Chris Feauai-Sautia
- Born: Christopher Feauai-Sautia 17 November 1993 (age 32) Auckland, New Zealand
- Height: 181 cm (5 ft 11 in)
- Weight: 101 kg (223 lb; 15.9 st)
- School: Brisbane State High School

Rugby union career
- Position: Wing / Outside Centre

Senior career
- Years: Team / Apps / (Points)
- 2015: Queensland Country / 18 / (45)
- 2016−2017: Kintetsu Liners / 1 / (0)
- 2020-2021: Oyonnax / 7 / (15)
- Correct as of 4 November 2015

Super Rugby
- Years: Team / Apps / (Points)
- 2012–2020: Queensland Reds / 81 / (110)
- 2022–2023: Brumbies / 3 / (0)
- Correct as of 11 March 2022

International career
- Years: Team / Apps / (Points)
- 2009–2011: Australian Schoolboys / 11
- 2012: Australia U20 / 4 / (10)
- 2013: Australia / 2 / (10)
- Correct as of 24 November 2013

= Chris Feauai-Sautia =

Chris Feauai-Sautia (born 17 November 1993) is an Australian professional rugby union footballer. He plays for the Queensland Reds in Super Rugby and his usual position is Wing, but can also play in the Centre.

== Early life ==
Of Samoan heritage, Feauai-Sautia was born in Auckland but moved to Brisbane with his family as a youngster.

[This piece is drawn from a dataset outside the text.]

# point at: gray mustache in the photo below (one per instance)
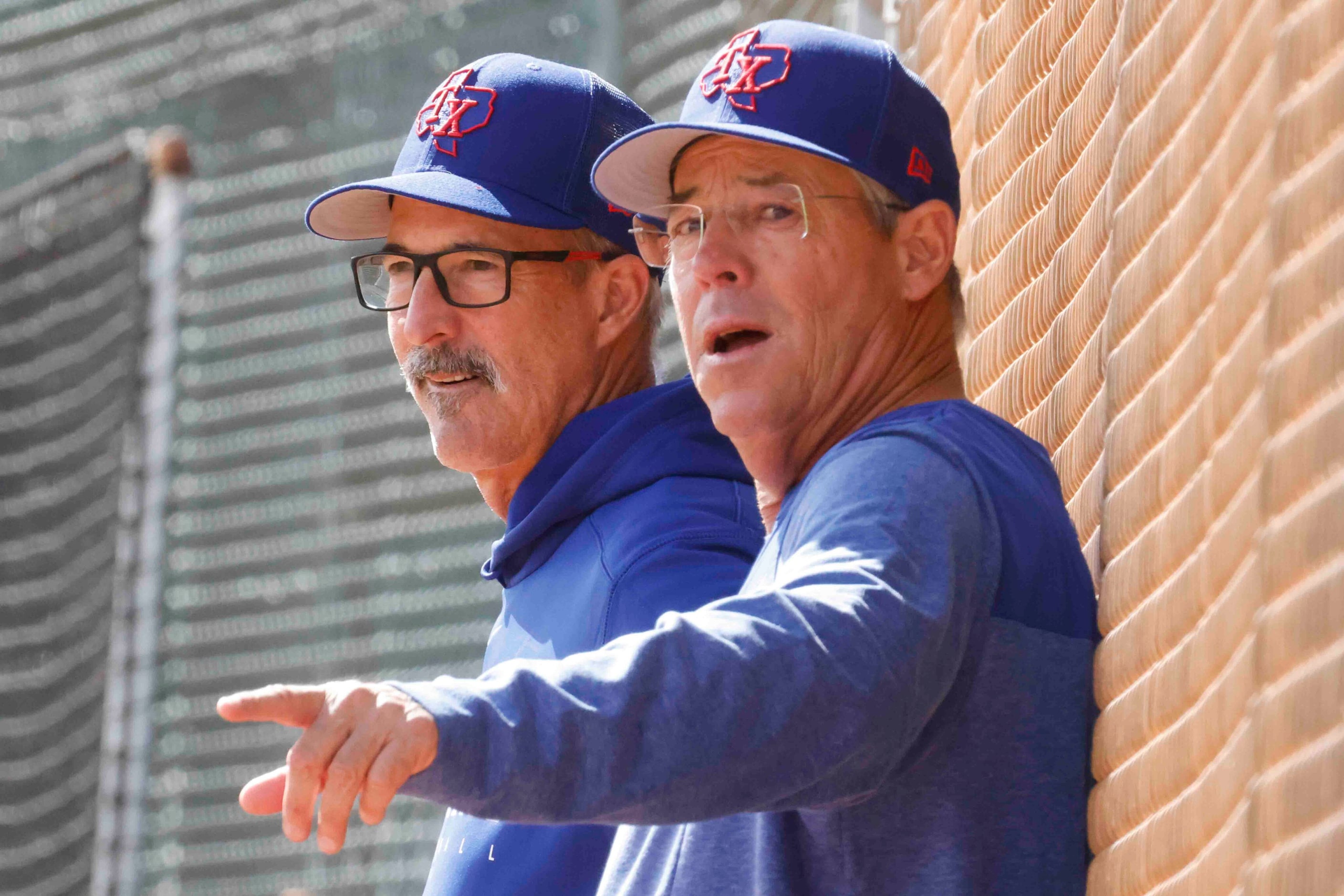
(424, 360)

Feauai-Sautia was educated at Brisbane State High School, finishing in 2011. He played rugby for the Australian Schoolboys three years in a row from 2009 to 2011.

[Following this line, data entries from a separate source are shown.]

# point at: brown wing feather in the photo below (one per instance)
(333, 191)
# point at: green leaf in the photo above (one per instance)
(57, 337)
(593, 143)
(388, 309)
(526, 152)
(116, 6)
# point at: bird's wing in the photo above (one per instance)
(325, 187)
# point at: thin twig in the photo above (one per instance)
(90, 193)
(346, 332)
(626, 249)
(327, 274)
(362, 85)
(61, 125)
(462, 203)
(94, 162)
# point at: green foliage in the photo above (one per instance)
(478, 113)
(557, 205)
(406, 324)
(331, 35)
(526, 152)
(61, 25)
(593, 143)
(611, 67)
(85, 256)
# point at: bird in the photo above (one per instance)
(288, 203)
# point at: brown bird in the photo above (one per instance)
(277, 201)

Currently he is tied with Hugh Roach as the most capped Australian Schools player, with two more caps than the next highest, Quade Cooper and Kurtley Beale.

Feauai-Sautia was selected for the Australian U-20 team to play in the 2012 Junior World Cup in South Africa.

== Super Rugby ==
In 2012 Feauai-Sautia was promoted to the 30-man playing roster for the Reds. He made his Super Rugby debut for the Reds against the Lions at Lang Park on 19 May 2012, coming off the bench five minutes after half time and scoring a try four minutes later.

In the following fixture against the Rebels he made his run-on debut in place of the injured Digby Ioane, scoring the game's opening try.

Feauai-Sautia has joined the ACT Brumbies for the 2022 Super Rugby Pacific season after a short term switch to French side Oyonnax.